Some abnormal conditions during gestation predict risk later in life.

Robust evidence demonstrates that women who experience gestational hypertension, gestational diabetes, preterm delivery, intrauterine growth restriction or pregnancy loss are more likely to experience cardiovascular events later in life. Yet the American Heart Association reports that too little attention is paid to women’s peripartum history when assessing their risk of cardiovascular disease (CVD).

Julie Damp, M.D., a cardiologist and specialist in cardiac disease in pregnancy at Vanderbilt University Medical Center, is a champion of learning from the “stress test” that pregnancy constitutes. “Gestational cardiology is still an emerging field,” Damp said. “We are learning that pregnancy gives us a window of opportunity to see into a woman’s future cardiovascular health.”

“Gestational cardiology is still an emerging field. We are learning that pregnancy gives us a window of opportunity to see into a woman’s future cardiovascular health.”

Since pregnancy is a condition of the relatively young, and CVD is more commonly a condition of older age, this issue can easily fall between the cracks. Damp urges cardiologists to ask female patients about their experiences during pregnancy, even though it may have been decades ago. A woman deemed intermediate risk may be escalated to high risk if she had pre-eclampsia, for example.

CVDs Unmasked

“One of the more common red flags is gestational hypertension,” Damp said. Having this condition during pregnancy predisposes the patient to chronic hypertension, stroke, heart disease (including heart failure) and end-stage renal disease. Gestational diabetes is also highly associated with an elevated risk of CVD disease and renal dysfunction later in life.

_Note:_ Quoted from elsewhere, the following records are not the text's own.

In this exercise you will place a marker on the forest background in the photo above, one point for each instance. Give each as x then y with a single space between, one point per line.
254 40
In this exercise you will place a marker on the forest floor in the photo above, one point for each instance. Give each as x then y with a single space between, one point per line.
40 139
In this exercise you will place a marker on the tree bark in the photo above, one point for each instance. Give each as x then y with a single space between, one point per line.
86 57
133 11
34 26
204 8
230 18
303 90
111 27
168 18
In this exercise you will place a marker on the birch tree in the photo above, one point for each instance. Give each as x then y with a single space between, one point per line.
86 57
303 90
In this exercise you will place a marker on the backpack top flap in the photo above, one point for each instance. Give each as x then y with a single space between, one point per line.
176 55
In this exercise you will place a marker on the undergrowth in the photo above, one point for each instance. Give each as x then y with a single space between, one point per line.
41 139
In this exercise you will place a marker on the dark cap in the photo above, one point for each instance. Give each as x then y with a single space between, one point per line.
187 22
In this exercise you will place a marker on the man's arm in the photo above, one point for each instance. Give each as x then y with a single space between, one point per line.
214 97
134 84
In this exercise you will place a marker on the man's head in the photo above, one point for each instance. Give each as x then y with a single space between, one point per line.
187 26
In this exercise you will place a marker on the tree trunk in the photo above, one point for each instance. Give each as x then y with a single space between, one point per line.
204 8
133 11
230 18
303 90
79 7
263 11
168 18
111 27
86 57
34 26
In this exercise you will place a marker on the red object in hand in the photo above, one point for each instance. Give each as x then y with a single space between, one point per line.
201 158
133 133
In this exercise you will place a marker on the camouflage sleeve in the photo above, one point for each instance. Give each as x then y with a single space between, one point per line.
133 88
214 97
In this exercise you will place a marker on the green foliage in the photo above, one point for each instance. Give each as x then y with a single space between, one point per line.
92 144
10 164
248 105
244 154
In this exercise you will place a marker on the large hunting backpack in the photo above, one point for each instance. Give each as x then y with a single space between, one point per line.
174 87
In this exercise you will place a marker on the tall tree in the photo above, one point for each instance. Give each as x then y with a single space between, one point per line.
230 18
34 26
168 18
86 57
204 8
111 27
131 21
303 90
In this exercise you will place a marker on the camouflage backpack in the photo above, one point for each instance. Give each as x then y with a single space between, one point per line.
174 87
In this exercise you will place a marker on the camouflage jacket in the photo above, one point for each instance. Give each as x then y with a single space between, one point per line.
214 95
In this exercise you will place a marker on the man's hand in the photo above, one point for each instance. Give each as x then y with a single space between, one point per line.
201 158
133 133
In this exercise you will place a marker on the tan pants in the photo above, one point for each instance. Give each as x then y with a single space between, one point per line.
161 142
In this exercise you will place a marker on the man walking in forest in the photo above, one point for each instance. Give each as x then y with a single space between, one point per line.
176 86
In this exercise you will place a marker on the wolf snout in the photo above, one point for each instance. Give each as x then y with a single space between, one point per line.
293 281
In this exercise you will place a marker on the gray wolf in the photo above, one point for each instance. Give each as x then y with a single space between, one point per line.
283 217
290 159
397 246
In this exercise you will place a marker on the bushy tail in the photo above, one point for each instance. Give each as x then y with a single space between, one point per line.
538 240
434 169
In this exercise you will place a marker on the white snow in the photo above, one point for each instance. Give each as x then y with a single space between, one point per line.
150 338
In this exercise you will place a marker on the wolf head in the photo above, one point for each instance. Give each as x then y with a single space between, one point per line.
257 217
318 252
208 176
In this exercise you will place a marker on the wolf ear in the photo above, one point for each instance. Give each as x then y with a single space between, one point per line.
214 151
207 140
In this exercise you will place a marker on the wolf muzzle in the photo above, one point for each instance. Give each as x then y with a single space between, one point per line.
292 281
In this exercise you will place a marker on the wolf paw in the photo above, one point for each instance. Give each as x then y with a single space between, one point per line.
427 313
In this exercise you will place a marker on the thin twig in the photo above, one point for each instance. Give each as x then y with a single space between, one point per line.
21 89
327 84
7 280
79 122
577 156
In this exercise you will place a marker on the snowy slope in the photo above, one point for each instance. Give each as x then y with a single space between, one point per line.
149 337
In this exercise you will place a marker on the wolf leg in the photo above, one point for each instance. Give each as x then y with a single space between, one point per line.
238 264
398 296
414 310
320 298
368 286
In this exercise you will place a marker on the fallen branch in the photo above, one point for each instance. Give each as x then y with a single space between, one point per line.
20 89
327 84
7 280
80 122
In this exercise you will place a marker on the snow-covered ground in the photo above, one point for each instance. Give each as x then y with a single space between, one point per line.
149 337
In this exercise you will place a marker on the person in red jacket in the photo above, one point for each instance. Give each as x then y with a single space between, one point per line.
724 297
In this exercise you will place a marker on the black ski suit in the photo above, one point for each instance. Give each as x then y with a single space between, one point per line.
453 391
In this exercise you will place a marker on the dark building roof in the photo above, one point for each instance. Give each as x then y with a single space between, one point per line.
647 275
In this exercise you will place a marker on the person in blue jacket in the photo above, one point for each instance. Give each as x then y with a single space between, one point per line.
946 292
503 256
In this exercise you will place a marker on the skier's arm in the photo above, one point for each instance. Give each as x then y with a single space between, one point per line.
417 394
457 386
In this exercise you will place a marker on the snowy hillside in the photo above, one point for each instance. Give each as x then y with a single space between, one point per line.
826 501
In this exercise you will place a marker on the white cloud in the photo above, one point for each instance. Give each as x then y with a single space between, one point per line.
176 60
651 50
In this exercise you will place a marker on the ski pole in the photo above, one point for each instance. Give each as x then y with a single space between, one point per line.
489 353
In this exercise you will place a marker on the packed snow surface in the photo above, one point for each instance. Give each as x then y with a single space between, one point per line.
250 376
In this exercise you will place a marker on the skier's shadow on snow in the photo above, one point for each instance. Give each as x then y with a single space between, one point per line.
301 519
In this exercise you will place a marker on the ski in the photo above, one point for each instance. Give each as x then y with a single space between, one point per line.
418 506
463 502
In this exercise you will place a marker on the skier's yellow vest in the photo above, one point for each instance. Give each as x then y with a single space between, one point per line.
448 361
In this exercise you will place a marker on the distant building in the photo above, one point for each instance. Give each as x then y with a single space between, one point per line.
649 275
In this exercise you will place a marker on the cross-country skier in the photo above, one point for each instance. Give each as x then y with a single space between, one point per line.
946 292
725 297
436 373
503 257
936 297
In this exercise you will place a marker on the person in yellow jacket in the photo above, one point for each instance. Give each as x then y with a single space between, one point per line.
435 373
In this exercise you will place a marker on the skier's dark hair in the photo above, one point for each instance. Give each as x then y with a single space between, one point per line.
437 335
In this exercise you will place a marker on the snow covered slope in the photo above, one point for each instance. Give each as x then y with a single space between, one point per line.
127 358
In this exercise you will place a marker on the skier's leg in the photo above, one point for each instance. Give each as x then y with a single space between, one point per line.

The research to date raises the question of whether CVDs seen through the pregnancy window are pre-existing conditions unmasked, or whether pregnancy triggers their onset. Damp says there is compelling evidence suggesting common underlying mechanisms. “There has been a lot of work in the last five years or so, for example, insinuating pre-eclampsia is a maladaptation of the vascular system in pregnancy.”

As another example, elevated ratios of sFlt1 (an antiangiogenic factor) to placental growth factor (a proangiogenic factor) have been described in multiple complications of pregnancy. In an analysis of the multicenter Investigations of Pregnancy Associated Cardiomyopathy study, Damp and colleagues reported that women with peripartum cardiomyopathy with elevated levels of sFlt1 had worse outcomes. “This is part of the emerging evidence that complications of pregnancy have an underlying vascular placental etiology, at least in part,” Damp said.

New Research  

Other ongoing work Damp is pursuing includes a study of the risks associated with peripartum cardiomyopathy in subsequent pregnancies. “We know from clinical observation that if the patient’s ejection fraction doesn’t recover to normal, they have worse outcomes in a subsequent pregnancy,” she said.

Damp hopes new research will establish gradations of risk. “If the patient’s ejection fraction is only mildly abnormal, maybe the risk is not nearly as bad. Or, if we put the patient on medical therapy during the second pregnancy, perhaps they will do better.”

Vanderbilt is also participating in a COVID-19 pregnancy registry (part of the HOPE trial) to see how infection impacts pregnancy, with strong implications for the mother’s cardiovascular health.

About the Expert

Julie Damp, M.D.

Julie Damp, M.D., is an associate professor of medicine and associate director of the Cardiovascular Medicine Fellowship Training Program at Vanderbilt University Medical Center. Her research focuses on the cardiovascular diseases of pregnancy.